The Way I Grade

I am moving this from comment status to a blog post:
I weigh the quizzes at 75%. They are on scantron. They are yes/no. They can be from any class except Fridays, which I reserve for songs and poetry, areas way to sacred to connect to a grade. Thus, they can be from the PQA we do on Mondays, the stories we do on Tuesdays, or the kick butt reading classes we do on Wednesdays and Thursdays. I choose on any given day if that is the day it feels like a quiz will even fit. I do maybe one quiz a week, occasionally two. It keeps the kids guessing. No predictable quiz day means that ditching class is potentially a big powerful (because there are so few quizzes) fat zero in the book that can bring any grade to an F in an instant. Not to mention that if I test any more than that I then lose valuable minutes that could have otherwise been used for CI in the form of listening or reading, which reminds us of Blaine’s famous statement, or Krashen’s, not sure, that you “can’t make a pig any fatter by weighing it more often”.
Those who look at my gradebook to see if I am a good teacher believe that I am a good teacher when they see the term “Story Content Test 1? or “Reading Test 1? with the nice, official looking CT1 or RT1 abbreviation next to it. They haven’t the faintest idea that the quiz took only three minutes to give. It looks real. It’s not. I don’t need even need to test. I wish I had a helmet with a camera on it to record what I see in their eyes in class. That is where I can tell you with extreme accuracy how much they are getting. I am Susan Gross trained and one of her biggest things is Teaching to the Eyes and I am good at it. That is how I really know what they know.
Every once in a while, if I don’t see their eyes focused on me and my CI, I just say in English, while looking at an offender, “You’re being graded right now and what I see now is what really counts. So sit up and square up your shoulders with me and pay attention.” There is a slight rustling noise as the offender gets back into focus (I wait kids out on that). I tell them that no matter what the gradebook says, I can and will change their grade up or down and I frequently do. I just change the grade to reflect what I see in class. One kid I have is a super super fast processor and a kind hearted kid. He doesn’t score perfectly on quizzes to reflect the masterful listening he does in class. By giving him a B and not an A because of what the gradebook says sends a strong message to him: in my classroom tests are more important then human interaction. Nope on that.

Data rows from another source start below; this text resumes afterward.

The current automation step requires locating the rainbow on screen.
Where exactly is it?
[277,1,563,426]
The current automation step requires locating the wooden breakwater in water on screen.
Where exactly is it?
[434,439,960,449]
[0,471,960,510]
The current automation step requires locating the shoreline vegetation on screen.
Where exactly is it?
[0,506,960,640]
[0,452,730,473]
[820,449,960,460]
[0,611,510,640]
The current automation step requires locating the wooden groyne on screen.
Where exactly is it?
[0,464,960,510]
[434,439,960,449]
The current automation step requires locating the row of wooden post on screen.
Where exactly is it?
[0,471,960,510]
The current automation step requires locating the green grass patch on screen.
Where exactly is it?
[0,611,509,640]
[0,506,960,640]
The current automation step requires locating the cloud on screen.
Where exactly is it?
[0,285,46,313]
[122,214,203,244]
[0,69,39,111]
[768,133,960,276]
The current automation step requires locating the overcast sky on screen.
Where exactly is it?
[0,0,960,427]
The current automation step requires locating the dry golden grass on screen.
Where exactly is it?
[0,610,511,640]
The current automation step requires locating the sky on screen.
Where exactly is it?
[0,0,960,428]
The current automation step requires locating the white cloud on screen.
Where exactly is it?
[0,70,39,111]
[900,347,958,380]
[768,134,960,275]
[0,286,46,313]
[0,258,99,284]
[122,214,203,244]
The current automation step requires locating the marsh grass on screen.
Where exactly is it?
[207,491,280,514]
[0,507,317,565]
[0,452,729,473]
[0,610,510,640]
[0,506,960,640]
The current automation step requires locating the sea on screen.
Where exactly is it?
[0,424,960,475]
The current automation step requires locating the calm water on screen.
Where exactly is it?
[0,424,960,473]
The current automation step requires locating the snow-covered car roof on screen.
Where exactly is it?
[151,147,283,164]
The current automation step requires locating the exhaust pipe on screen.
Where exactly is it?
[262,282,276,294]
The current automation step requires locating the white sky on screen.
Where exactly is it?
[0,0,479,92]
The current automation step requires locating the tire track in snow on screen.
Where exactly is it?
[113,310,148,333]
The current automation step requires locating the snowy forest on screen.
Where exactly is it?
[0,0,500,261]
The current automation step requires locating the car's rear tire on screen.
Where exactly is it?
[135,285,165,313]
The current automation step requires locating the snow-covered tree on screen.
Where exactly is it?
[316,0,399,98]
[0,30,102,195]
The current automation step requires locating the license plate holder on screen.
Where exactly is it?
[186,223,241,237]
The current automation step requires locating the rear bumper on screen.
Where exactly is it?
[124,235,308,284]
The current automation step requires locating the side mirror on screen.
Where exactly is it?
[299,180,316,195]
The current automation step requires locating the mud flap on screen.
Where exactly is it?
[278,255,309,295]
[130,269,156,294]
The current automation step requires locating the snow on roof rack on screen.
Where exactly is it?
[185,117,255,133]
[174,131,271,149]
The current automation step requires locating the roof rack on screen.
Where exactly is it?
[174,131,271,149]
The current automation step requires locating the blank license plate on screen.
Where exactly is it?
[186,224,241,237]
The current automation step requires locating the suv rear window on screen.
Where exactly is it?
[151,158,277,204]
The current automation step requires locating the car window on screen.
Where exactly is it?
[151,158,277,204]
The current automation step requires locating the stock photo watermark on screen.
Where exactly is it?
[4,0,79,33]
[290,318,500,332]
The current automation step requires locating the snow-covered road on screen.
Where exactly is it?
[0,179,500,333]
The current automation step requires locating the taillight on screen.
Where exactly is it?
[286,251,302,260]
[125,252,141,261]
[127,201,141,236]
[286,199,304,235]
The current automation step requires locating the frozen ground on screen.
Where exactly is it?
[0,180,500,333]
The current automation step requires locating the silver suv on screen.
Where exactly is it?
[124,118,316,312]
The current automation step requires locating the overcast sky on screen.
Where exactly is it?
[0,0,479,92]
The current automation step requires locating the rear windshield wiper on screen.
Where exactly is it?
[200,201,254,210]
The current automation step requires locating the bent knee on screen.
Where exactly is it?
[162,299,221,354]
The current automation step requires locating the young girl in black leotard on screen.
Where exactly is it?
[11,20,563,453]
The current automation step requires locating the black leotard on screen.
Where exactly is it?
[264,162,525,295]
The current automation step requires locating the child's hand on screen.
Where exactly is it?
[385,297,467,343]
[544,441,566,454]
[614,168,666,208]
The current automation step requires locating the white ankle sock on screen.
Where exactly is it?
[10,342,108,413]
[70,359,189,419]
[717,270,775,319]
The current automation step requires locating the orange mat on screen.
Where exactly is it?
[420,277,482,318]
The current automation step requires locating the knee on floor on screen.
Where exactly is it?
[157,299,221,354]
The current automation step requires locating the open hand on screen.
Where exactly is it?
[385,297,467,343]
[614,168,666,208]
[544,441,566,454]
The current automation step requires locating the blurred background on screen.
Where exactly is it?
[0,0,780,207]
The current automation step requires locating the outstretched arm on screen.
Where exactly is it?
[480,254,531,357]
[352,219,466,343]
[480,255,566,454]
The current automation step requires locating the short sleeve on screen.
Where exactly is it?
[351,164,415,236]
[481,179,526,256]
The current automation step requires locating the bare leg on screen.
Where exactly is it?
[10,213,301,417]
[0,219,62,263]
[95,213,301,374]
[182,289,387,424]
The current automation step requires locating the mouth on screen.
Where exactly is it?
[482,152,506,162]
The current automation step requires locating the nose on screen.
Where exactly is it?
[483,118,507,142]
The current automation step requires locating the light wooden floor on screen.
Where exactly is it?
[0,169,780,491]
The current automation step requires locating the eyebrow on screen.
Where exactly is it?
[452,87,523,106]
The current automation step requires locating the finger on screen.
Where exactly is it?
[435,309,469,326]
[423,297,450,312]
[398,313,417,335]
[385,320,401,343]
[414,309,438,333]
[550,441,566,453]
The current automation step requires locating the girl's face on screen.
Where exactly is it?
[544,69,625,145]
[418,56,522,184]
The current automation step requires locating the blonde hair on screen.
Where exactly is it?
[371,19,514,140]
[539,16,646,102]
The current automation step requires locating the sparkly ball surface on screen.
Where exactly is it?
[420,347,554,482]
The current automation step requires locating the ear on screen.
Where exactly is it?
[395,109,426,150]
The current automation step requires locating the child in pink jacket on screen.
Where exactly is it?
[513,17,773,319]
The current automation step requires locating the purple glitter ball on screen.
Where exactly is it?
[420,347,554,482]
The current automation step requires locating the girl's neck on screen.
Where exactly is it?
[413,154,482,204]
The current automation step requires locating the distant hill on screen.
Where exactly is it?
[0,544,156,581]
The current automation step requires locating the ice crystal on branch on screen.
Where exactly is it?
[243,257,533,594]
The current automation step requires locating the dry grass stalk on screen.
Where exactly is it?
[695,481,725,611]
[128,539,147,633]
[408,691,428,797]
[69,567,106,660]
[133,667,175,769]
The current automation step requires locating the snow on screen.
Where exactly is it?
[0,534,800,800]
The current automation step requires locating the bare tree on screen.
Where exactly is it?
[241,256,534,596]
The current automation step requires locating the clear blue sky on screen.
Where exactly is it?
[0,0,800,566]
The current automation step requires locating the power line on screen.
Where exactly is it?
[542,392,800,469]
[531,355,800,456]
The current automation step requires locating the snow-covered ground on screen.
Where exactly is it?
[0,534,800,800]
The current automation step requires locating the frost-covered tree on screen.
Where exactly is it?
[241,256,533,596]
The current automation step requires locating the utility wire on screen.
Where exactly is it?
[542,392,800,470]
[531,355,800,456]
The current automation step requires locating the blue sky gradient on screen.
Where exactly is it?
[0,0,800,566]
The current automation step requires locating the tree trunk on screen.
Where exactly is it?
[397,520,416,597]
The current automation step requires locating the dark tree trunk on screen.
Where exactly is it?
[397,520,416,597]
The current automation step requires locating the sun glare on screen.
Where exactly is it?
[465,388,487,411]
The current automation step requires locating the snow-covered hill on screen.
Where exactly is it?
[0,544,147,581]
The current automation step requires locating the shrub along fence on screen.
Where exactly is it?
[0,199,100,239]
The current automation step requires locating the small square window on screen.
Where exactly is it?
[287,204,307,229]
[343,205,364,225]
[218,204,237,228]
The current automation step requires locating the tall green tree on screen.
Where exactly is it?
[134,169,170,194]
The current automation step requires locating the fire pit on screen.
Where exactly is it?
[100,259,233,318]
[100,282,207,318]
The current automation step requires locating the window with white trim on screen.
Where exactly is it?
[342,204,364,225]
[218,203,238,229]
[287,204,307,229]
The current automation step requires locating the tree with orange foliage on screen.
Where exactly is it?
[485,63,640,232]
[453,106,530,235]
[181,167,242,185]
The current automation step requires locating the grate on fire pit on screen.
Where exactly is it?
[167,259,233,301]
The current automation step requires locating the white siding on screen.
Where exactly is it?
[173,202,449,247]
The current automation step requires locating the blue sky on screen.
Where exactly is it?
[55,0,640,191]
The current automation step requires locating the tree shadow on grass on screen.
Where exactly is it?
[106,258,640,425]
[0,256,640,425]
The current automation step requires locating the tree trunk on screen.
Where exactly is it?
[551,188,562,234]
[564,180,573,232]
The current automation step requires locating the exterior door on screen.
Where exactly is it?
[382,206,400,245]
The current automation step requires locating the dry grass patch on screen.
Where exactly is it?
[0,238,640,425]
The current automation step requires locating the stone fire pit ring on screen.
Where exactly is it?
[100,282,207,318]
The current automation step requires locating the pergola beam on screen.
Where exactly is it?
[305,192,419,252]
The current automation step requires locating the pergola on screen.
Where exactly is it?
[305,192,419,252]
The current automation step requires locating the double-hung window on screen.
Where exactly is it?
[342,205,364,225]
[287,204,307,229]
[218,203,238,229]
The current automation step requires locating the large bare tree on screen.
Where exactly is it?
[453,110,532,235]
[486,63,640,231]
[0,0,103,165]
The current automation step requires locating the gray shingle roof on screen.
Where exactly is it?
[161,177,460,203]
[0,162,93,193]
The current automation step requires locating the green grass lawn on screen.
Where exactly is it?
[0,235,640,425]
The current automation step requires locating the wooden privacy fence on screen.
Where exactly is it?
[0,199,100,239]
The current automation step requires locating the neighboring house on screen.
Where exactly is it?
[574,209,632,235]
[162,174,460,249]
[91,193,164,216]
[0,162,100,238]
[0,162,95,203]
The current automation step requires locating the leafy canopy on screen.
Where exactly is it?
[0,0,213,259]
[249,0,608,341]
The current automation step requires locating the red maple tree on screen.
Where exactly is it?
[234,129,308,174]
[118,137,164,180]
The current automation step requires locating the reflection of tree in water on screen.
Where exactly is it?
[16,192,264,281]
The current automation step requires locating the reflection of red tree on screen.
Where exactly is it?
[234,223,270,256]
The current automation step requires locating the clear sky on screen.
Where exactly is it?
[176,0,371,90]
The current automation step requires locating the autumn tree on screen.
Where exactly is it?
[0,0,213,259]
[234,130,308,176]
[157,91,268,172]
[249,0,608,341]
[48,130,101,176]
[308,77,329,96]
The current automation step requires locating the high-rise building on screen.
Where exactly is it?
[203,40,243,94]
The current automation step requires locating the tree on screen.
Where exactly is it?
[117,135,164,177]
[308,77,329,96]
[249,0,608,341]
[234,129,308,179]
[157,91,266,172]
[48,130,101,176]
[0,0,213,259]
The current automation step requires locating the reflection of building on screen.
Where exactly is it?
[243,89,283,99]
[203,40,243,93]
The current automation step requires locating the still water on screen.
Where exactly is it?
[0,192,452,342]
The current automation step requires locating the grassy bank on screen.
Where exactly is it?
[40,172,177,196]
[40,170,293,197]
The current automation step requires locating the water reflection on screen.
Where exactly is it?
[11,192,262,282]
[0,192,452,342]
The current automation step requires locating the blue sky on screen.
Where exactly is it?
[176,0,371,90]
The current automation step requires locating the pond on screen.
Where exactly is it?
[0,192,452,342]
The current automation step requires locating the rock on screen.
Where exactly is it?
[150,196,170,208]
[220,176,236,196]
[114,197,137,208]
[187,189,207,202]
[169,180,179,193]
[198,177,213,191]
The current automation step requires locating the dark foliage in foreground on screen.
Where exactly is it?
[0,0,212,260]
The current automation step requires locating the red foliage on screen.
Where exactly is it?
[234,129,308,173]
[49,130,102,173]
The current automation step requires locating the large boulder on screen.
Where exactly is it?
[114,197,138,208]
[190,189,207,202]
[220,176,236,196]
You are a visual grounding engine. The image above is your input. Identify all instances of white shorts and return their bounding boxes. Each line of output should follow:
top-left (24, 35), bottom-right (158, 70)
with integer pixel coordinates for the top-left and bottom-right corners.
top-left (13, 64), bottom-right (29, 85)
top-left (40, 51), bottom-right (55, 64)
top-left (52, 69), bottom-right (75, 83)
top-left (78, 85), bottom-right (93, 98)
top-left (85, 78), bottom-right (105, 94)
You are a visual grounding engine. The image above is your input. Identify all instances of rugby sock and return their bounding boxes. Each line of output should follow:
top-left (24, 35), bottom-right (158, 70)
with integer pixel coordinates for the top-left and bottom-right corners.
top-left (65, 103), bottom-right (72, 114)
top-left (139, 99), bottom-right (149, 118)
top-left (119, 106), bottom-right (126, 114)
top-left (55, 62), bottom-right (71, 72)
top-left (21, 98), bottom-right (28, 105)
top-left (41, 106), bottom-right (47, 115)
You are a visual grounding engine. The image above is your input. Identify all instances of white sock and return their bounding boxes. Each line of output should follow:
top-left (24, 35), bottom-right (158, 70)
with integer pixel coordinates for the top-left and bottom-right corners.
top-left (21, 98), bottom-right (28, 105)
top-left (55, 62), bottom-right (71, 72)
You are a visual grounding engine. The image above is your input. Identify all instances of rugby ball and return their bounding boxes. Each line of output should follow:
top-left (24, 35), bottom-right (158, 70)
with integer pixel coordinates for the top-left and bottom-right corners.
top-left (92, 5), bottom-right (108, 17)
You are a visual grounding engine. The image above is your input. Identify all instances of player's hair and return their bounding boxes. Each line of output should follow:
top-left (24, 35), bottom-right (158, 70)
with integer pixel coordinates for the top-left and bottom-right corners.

Sometimes I forget to ask the Quiz Writer to write a quiz (which is so easy for some kids, they could write 30 questions if 30 minutes if they wanted to because everything is so SLOW and easy to understand and interesting). In that case of no quiz, and this can only be done in a reading class, I may have them take out a sheet of paper and tell them to look at the projected text we just spent all period talking about as per:
https://benslavic.com/blog/2011/10/21/additions-to-option-a/
and ask them to translate on paragraph or a few lines. I would take that stack of papers to my office and sit there and, in five to ten minutes, have slapped grades up to 10 on each, almost as fast as it takes me to move the papers from the “not graded” to the “graded” pile, as per:
https://benslavic.com/blog/2011/09/26/12752/
The other part is a bogus 25% “participation” grade (the term has no validity but I use it anyway). It allows me that grade manipulation capacity to move the kid into line with the grade that I know they should have based on attendance and what I see in class – sitting up and squaring up with me. But that will probably go to 50% as it goes from being bogus to real as per the information we are getting here from the Los Angeles Initiative.
Frankly, Brian, I am so glad that you decided on ultra simplicity. Indeed, a good portion of teacher burnout, of their unhappiness with teaching, is straw man stuff. They think that the Emperor has clothes. They believe all that shit from administrators. Why do people become administrators? In my view, and I say this with compassion because it is true of all of us, they have control issues. And we believe them when they try to intimidate us with the implied falsity that we must have a good looking gradebook. We work ourselves into burnoutb over something as unimportant as a grade book. I shared a moment with a colleague last week who showed me her gradebook. In the last two and a half weeks she has about 20 grades in there. I kid you not. That is sick. She even admitted it and says that five years ago it was worse. Nobody cares, Brian, nobody cares. Except maybe your family and your own need of time to heal from work. Nobody cares. It’s all a big joke.